En Espagne, un ancien salarié de l'université du Pays Basque, déclaré définitivement inapte à travailler à 62 ans, a vu sa prime de départ de 53 697 euros annulée par la justice en appel. L'affaire, rapportée par nos confrères de Noticias Trabajo, met en lumière les limites des conventions collectives face au droit public.
Un salarié reconnu en incapacité permanente absolue
Le salarié, âgé de 62 ans, a vu son contrat de travail prendre fin en février 2024 après que l'Institut national de la sécurité sociale espagnol (INSS) lui a reconnu une incapacité permanente absolue à exercer toute profession. Estimant pouvoir bénéficier d'une indemnité équivalente à treize mois de salaire, prévue par une convention collective en fonction de l'âge des salariés, il avait saisi la justice après le refus de son employeur.
Première victoire, puis appel de l'université
Dans un premier temps, le tribunal a donné raison au salarié et ordonné à l'université de lui verser les 53 697 euros, ainsi que des intérêts. Mais l'université a fait appel, estimant que cette indemnité n'était pas prévue par une loi. La Cour supérieure de justice du Pays Basque lui a finalement donné raison.
Une prime jugée dépourvue de base légale
Les juges ont estimé que cette somme était une prime liée au salaire, et non une aide sociale.

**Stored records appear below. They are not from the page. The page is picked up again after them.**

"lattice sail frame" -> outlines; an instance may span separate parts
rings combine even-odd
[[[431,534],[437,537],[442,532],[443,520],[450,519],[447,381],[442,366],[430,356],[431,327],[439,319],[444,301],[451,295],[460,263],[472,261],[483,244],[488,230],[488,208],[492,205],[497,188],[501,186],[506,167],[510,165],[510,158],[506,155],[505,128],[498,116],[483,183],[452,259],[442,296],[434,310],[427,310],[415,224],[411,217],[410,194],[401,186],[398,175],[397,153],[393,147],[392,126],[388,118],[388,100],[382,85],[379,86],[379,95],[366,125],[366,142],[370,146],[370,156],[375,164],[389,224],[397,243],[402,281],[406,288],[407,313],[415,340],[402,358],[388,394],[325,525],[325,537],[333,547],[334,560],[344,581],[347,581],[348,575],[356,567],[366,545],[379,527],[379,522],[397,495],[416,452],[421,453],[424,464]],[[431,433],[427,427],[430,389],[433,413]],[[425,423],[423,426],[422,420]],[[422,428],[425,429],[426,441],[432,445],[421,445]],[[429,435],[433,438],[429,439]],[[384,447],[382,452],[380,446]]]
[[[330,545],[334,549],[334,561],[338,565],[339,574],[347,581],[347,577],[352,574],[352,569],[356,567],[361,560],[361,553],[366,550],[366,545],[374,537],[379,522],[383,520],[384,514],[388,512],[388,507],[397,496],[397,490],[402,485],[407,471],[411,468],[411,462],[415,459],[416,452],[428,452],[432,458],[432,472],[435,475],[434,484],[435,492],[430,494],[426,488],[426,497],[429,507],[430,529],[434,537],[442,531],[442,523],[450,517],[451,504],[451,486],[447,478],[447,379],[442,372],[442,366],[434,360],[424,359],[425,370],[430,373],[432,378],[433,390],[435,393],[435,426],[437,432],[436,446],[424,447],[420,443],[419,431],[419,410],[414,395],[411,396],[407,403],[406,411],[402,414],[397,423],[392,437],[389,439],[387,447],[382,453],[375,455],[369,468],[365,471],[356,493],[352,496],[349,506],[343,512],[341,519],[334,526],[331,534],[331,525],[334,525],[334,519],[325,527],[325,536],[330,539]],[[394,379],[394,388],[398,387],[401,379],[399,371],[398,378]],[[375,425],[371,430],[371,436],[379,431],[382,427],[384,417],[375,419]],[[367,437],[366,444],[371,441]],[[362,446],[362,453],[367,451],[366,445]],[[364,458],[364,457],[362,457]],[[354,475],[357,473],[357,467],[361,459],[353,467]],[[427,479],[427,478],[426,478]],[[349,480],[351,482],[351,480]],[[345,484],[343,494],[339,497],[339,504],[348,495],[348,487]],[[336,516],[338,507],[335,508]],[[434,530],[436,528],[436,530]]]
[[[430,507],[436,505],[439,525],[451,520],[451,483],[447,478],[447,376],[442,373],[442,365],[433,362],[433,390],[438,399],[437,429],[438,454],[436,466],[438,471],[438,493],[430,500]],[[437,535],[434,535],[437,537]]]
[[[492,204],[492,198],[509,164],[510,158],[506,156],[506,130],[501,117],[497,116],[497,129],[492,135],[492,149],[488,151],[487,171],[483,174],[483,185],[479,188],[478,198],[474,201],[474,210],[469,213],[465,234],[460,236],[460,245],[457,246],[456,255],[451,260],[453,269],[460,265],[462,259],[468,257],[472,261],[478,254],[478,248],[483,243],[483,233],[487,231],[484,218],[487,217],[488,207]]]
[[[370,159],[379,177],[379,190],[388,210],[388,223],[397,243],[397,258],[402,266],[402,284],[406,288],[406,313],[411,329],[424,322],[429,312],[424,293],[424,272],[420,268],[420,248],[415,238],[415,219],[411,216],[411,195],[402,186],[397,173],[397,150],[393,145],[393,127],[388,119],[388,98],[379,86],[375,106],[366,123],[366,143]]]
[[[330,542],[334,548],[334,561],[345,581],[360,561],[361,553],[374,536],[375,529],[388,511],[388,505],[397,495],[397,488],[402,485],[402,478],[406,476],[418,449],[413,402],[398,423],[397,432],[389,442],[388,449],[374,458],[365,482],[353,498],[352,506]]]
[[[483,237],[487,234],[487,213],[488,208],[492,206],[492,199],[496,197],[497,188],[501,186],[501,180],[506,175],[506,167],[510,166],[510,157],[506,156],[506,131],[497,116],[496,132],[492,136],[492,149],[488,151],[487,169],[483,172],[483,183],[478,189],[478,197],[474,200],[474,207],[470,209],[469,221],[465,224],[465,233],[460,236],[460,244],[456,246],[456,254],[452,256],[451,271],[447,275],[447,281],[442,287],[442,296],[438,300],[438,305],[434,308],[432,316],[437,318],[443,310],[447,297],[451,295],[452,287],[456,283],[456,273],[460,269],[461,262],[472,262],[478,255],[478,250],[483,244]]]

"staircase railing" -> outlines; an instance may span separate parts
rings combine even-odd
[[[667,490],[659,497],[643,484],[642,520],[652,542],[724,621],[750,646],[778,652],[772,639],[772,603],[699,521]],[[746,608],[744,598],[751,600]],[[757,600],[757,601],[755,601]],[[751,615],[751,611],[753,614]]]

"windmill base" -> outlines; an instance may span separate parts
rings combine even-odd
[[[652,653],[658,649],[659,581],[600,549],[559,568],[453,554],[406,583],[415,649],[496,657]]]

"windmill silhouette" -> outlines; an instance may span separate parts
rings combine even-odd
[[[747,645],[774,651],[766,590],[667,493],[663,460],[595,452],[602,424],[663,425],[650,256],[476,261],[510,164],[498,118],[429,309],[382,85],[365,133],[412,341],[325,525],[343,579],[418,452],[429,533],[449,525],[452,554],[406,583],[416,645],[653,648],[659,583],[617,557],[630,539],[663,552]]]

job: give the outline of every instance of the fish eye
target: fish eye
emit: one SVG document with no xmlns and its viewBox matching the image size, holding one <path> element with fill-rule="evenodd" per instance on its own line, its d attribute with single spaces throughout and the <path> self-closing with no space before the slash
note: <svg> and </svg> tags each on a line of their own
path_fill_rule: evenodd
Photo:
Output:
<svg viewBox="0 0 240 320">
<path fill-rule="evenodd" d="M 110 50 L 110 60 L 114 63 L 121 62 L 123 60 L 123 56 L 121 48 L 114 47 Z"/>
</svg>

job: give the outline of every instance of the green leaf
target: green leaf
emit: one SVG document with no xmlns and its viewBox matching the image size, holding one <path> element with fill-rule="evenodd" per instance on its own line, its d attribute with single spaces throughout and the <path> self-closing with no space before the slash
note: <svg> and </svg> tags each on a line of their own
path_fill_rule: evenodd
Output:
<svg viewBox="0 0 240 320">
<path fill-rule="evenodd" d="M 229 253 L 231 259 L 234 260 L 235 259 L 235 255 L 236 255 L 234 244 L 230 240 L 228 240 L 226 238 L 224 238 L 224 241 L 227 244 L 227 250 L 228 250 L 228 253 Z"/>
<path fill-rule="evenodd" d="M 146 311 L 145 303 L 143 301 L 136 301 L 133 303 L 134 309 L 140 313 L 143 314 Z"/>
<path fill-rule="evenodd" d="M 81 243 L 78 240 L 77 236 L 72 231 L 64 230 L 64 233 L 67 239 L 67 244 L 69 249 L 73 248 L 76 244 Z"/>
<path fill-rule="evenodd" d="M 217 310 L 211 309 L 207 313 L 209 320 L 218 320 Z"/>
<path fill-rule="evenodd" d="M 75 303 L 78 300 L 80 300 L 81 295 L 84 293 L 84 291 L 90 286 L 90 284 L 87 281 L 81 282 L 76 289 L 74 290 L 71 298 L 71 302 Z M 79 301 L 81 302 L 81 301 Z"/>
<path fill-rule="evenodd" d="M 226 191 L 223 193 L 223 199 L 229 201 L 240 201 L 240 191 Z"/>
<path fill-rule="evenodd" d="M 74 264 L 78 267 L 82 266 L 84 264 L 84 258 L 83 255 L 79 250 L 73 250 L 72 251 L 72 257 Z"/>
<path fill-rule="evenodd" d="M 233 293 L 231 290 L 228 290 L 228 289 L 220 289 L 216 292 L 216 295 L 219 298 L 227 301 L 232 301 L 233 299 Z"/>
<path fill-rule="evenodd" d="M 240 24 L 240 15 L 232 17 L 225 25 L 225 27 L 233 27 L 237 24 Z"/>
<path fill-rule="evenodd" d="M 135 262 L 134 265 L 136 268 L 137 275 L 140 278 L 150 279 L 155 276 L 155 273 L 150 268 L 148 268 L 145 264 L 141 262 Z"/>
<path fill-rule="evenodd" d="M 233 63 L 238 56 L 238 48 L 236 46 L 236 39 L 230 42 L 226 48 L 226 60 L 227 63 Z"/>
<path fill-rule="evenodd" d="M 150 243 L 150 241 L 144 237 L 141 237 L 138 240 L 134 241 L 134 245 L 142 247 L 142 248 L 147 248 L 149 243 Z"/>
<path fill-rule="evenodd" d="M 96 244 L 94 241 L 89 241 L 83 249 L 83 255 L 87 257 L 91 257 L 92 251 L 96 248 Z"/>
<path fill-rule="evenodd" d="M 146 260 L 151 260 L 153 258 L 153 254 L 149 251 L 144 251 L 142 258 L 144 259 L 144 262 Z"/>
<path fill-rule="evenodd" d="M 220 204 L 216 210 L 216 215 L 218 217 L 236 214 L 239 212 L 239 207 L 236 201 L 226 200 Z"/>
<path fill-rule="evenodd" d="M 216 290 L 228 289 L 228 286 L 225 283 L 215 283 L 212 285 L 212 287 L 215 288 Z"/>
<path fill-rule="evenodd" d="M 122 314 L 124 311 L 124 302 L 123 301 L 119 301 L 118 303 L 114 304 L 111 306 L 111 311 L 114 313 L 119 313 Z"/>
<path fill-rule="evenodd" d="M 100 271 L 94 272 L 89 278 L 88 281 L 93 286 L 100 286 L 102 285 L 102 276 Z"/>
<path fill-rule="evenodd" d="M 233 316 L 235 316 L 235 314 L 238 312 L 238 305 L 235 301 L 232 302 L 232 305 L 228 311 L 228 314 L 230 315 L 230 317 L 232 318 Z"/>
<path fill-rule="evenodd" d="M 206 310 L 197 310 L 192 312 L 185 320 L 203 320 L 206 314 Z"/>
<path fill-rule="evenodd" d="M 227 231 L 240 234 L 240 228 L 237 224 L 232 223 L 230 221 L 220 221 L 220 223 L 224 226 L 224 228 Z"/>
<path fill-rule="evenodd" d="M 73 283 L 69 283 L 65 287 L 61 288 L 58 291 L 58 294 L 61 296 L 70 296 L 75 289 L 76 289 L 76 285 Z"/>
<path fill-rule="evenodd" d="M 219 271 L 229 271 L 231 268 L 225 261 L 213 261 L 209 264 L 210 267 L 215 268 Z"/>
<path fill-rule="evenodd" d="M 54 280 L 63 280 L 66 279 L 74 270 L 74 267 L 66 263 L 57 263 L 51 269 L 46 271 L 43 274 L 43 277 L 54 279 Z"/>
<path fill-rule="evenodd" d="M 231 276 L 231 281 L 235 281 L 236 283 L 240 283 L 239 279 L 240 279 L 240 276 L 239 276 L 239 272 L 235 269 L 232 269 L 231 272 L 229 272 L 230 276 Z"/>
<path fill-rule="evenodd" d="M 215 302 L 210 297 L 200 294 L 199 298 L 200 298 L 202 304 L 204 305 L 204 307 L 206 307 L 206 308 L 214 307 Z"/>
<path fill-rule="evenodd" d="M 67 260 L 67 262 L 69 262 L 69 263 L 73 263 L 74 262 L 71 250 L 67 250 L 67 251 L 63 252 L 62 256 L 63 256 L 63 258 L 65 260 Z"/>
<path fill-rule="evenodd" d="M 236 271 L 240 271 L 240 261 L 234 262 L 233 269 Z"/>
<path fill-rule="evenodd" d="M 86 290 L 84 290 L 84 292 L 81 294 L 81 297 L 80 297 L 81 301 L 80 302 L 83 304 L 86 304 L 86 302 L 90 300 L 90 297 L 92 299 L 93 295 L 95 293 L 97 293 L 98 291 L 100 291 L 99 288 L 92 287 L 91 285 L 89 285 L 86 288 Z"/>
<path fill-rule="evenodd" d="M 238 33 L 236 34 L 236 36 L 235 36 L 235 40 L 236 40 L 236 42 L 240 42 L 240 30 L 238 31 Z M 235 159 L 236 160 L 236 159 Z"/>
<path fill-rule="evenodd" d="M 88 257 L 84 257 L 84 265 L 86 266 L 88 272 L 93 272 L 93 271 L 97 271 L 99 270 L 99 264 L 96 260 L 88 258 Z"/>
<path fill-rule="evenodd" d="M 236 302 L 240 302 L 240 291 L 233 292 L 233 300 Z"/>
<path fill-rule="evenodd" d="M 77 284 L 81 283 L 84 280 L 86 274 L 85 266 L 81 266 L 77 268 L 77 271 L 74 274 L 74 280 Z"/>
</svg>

Or, pour un employeur public, ce type de prime ne peut être versé que s'il est autorisé par une loi. D'après les informations de nos confrères, la cour a également rappelé que l'accord collectif de 2015 sur lequel s'appuyait le salarié avait été remplacé par un nouveau texte en 2022. Selon les juges, l'indemnité n'avait donc plus de base légale.
Recours possible devant la Cour suprême
L'ancien employé peut toutefois encore saisir la Cour suprême espagnole pour tenter de faire annuler cette décision. Cette affaire soulève des questions sur la protection des travailleurs déclarés inaptes et sur la validité des conventions collectives face au droit public.